Произнося эти слова, Родриго сам сомневался в их правдивости. Ему не к чему было подлаживаться к Икске Сьенфуэгосу, его новая жизнь требовала определенного отношения к другим — такого отношения, которое прежде всего избавляет от надобности объясняться и оправдываться. И тем не менее…
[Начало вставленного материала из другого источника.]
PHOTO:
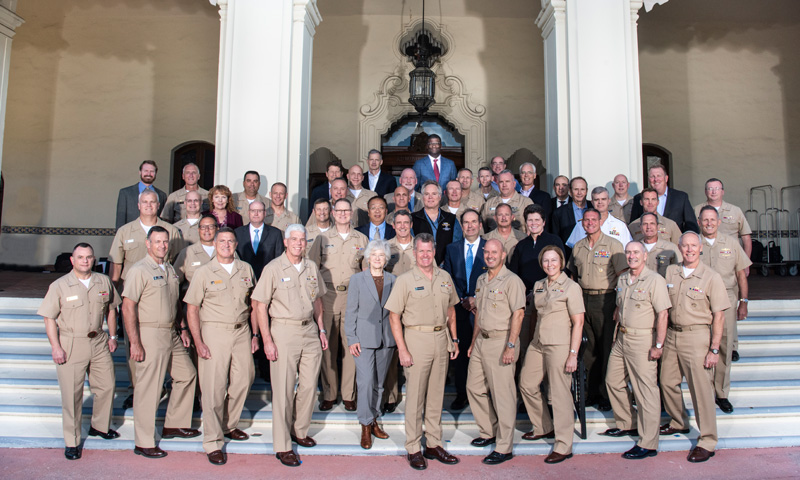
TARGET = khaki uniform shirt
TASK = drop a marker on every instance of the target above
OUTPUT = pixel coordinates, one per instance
(662, 255)
(190, 259)
(400, 261)
(222, 298)
(726, 257)
(154, 290)
(622, 212)
(732, 220)
(420, 301)
(287, 293)
(640, 302)
(128, 246)
(695, 298)
(517, 203)
(338, 259)
(667, 229)
(598, 268)
(497, 299)
(76, 309)
(555, 304)
(174, 208)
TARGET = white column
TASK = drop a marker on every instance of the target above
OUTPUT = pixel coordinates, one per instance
(264, 93)
(592, 101)
(9, 21)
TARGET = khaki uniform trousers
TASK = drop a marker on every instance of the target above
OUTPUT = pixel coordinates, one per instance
(492, 391)
(163, 351)
(83, 352)
(299, 360)
(722, 373)
(684, 354)
(334, 306)
(549, 360)
(425, 387)
(229, 371)
(629, 361)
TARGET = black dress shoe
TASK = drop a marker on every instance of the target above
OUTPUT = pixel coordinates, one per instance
(72, 453)
(637, 453)
(616, 432)
(724, 405)
(496, 458)
(109, 435)
(482, 442)
(460, 403)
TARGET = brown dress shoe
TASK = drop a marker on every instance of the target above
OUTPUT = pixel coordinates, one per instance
(532, 436)
(439, 453)
(366, 436)
(179, 432)
(378, 431)
(237, 434)
(557, 457)
(154, 452)
(699, 454)
(288, 458)
(417, 461)
(217, 457)
(306, 442)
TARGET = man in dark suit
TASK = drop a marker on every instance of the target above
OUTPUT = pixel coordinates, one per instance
(379, 182)
(676, 206)
(128, 200)
(435, 167)
(333, 170)
(377, 228)
(464, 262)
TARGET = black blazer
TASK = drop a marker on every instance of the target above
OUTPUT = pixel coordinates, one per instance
(386, 183)
(677, 209)
(128, 204)
(388, 234)
(270, 247)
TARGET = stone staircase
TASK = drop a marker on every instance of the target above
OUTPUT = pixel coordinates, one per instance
(765, 393)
— Послушай, Икска: тогда было очень легко все уничтожать, а между тем речь шла о вещах, которые нельзя уничтожить. А теперь, когда у меня есть только такие вещи, которые заслуживают уничтожения, о которых я же говорил — пропади они пропадом, я не в силах тронуть их, я их ценю и берегу. Я ценю и берегу все, чем определяется мое новое положение. И я поставил крест на любви, на самоуважении, на призвании, на всем… и моя мать знала, что так будет, понимаешь? Поэтому она требовала от меня обеспеченности, да, буржуазной обеспеченности, которую я в конце концов и создал себе. Моя мать понимала меня, еще бы, но она понимала меня в каждом отдельном случае, в данный момент; она не знала, что так будет — как бы это сказать? — в целом, в охвате всей моей жизни, а если и знала, то не говорила этого, ища другие, не связанные с моими наклонностями поводы для того, чтобы предъявлять мне свои требования, и мне приходилось оправдываться в том, о чем она знала, но не говорила. Наши отношения были чем-то вроде игры, в которой игроки никогда не встречаются, а каждый играет, как сумасшедший, сам по себе, и думает при этом, что играет с другим.
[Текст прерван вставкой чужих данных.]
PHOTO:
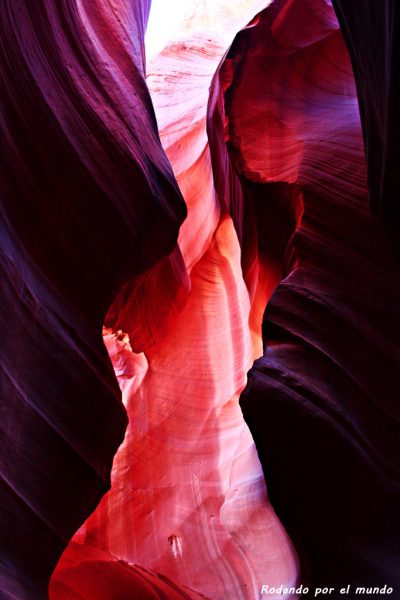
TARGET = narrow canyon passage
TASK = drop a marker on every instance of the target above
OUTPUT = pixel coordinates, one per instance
(200, 292)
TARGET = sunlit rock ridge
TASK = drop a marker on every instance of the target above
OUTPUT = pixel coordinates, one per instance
(200, 299)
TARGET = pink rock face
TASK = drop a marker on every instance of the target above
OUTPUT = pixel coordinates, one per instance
(188, 497)
(152, 212)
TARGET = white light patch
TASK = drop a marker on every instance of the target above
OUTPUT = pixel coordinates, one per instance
(165, 21)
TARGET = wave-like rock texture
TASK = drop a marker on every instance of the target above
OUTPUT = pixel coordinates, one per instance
(188, 497)
(88, 200)
(267, 150)
(322, 403)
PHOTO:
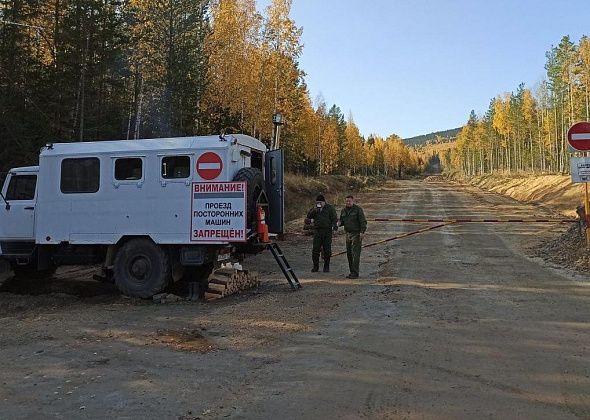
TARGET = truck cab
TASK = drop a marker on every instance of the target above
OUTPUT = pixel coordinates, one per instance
(17, 213)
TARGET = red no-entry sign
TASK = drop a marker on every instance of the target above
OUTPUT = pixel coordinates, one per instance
(578, 136)
(209, 166)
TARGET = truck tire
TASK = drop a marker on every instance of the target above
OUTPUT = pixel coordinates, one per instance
(142, 268)
(255, 184)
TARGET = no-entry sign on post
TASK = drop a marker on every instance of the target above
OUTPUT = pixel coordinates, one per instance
(209, 166)
(578, 136)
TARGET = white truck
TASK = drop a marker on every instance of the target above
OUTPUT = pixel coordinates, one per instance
(150, 211)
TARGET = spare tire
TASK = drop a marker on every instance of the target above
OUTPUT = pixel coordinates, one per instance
(255, 185)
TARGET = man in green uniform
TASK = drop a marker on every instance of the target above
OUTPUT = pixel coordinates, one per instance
(325, 221)
(354, 221)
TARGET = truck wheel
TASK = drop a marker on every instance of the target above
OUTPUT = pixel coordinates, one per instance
(255, 182)
(29, 271)
(142, 268)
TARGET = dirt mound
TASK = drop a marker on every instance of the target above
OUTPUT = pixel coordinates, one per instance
(555, 192)
(568, 250)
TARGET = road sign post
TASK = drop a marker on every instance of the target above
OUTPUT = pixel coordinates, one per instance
(578, 137)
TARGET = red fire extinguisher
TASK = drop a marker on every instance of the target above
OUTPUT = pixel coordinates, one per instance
(262, 227)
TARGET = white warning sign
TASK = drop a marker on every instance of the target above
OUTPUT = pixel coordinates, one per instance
(580, 169)
(218, 212)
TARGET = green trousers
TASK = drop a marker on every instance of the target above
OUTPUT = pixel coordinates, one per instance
(322, 240)
(353, 251)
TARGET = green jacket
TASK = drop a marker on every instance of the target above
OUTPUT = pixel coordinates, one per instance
(325, 218)
(353, 219)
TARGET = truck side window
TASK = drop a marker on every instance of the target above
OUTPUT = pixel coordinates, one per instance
(21, 187)
(174, 167)
(80, 175)
(128, 169)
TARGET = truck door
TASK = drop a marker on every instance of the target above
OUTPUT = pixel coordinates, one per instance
(18, 222)
(274, 180)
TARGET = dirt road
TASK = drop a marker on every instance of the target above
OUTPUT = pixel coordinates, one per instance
(455, 323)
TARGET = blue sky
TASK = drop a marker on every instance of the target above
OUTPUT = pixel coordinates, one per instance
(411, 67)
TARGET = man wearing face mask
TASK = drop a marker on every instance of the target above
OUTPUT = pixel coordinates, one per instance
(324, 223)
(354, 221)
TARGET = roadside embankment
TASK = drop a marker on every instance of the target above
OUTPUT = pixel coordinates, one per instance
(301, 191)
(555, 192)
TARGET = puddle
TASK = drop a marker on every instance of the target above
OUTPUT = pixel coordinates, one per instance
(184, 340)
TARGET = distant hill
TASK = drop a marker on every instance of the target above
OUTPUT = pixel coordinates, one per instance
(446, 135)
— Да ведь ты и сейчас делаешь то же самое, неужели ты не понимаешь? Как ты ни стараешься, ты не можешь увидеть себя в истинном свете. Я знаю, что сейчас, разговаривая со мной, ты хочешь быть искренним, Родриго, но в действительности ты только стараешься вызвать у меня сочувствие и восхищение твоими новыми оправданиями. Ты…
— Замолчи, дурак! Что ты понимаешь! Ведь ты живешь, как тень, тайком роясь в чужих жизнях, ища в них поживу. Ты нежить без плоти и крови. Подумаешь, чистый человек! Лучше бы посмотрел на себя и почувствовал все свое убожество…
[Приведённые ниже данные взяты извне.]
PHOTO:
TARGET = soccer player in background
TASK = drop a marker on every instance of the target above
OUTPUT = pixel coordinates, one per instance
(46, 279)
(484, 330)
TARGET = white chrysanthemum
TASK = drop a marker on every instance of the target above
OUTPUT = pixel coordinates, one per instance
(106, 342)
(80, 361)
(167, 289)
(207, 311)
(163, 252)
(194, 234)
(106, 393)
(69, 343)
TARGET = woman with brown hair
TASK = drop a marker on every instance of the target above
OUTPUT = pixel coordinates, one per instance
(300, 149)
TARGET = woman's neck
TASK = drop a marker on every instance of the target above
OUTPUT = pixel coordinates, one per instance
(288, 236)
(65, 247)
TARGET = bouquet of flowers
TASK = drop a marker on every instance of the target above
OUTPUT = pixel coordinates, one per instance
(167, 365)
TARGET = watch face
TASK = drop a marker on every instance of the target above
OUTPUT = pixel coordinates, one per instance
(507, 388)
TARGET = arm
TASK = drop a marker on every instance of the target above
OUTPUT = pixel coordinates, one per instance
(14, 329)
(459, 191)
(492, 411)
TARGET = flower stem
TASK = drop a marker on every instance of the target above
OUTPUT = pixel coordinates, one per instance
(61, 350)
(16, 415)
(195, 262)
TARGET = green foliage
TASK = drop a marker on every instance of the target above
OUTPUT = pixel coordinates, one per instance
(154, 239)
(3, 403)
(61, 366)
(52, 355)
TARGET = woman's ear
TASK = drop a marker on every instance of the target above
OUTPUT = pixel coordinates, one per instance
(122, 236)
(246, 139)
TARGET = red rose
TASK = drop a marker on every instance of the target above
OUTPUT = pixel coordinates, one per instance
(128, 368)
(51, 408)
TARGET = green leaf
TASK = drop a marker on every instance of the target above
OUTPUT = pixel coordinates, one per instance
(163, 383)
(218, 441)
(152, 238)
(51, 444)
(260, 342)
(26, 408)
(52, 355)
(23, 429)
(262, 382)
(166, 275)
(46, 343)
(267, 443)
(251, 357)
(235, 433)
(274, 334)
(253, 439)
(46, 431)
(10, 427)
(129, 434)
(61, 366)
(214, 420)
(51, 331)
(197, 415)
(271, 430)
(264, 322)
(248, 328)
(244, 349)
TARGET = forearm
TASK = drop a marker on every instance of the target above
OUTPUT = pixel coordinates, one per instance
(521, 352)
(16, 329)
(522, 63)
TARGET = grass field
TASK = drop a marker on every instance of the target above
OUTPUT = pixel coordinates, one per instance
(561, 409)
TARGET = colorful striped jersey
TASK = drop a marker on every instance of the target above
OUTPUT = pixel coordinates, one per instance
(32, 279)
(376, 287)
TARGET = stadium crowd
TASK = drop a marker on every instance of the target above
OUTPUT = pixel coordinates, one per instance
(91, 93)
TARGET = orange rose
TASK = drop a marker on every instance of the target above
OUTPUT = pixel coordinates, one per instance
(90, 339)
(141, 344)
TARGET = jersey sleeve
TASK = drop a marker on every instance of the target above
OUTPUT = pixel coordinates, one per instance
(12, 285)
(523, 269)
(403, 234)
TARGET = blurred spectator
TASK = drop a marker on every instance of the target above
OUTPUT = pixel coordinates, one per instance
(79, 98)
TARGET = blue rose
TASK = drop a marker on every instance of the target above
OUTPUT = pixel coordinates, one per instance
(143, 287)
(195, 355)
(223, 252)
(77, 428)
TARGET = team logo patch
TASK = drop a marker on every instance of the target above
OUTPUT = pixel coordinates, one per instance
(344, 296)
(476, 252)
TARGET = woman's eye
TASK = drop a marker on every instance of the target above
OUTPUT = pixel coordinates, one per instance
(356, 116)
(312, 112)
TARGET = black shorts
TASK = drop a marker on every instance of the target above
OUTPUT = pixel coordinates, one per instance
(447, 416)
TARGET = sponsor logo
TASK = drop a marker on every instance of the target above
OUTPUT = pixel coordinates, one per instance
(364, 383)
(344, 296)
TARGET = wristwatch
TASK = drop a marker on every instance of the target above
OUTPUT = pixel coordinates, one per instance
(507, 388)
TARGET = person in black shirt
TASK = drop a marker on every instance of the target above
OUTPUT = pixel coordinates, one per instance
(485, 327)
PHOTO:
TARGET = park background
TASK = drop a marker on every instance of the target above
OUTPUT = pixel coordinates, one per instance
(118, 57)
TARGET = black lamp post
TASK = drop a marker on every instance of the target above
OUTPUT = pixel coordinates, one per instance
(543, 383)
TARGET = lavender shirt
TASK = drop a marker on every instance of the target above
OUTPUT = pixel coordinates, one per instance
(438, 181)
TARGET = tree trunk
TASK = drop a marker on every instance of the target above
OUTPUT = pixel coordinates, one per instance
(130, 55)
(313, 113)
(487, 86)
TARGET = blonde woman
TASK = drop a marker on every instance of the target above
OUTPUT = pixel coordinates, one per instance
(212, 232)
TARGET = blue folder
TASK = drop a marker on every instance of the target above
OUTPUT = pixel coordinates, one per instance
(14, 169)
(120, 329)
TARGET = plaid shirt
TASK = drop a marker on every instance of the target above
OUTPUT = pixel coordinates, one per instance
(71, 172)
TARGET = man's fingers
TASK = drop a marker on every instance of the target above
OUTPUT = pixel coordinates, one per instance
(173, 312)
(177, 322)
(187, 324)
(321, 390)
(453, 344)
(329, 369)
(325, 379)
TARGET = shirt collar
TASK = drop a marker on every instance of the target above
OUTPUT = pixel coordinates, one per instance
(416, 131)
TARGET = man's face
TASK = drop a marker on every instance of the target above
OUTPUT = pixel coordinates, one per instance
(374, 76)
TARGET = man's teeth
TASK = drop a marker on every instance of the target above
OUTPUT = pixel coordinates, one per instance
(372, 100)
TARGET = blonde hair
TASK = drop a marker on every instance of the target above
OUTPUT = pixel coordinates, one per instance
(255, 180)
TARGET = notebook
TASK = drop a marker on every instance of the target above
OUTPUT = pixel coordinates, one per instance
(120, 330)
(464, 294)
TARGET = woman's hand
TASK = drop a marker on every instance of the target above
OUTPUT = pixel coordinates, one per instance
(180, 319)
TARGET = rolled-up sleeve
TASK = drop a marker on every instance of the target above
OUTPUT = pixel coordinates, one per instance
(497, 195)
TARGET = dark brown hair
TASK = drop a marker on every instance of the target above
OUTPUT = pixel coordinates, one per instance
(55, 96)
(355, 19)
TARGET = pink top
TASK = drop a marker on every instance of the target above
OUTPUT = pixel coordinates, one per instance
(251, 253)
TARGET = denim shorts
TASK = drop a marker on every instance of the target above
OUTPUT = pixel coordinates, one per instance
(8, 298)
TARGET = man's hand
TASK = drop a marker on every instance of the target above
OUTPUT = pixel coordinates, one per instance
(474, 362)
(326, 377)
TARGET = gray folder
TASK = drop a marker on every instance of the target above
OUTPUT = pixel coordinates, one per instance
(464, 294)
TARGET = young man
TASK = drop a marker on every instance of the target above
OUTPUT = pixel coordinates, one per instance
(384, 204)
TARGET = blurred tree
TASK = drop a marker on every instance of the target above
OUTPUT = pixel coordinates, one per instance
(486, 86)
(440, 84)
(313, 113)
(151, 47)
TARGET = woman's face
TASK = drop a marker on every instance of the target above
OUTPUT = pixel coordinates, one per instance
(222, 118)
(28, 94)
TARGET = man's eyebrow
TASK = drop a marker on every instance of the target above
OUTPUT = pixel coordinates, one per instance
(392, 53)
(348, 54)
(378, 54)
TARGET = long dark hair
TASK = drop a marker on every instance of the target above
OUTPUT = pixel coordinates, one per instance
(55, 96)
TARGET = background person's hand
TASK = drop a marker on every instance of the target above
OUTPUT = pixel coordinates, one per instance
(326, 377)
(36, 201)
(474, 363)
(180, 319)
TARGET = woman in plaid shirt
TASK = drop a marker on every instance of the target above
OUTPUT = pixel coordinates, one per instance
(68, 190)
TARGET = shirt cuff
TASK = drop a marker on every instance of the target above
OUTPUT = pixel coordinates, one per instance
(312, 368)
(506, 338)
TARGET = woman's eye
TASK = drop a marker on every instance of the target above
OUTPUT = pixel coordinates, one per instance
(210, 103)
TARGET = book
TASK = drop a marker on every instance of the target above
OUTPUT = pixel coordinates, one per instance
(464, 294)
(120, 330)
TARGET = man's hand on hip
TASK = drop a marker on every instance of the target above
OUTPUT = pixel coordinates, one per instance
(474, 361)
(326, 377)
— Значит, ты его чувствуешь? Ну и чувствуй. Тебе не к чему об этом говорить.
Родриго опять нажал кнопку электрозажигалки.
— Чистый человек! Сильный человек, способный нести свою трагедию в себе! Слизняк! Ты никогда никому ничего не дал, кроме твоих рецептов, твоей проклятой праведности; ты никого не любил… Вот. Теперь ты уже не можешь третировать меня как ничтожество!
Икска медленно курил, притулившись к углу кабины.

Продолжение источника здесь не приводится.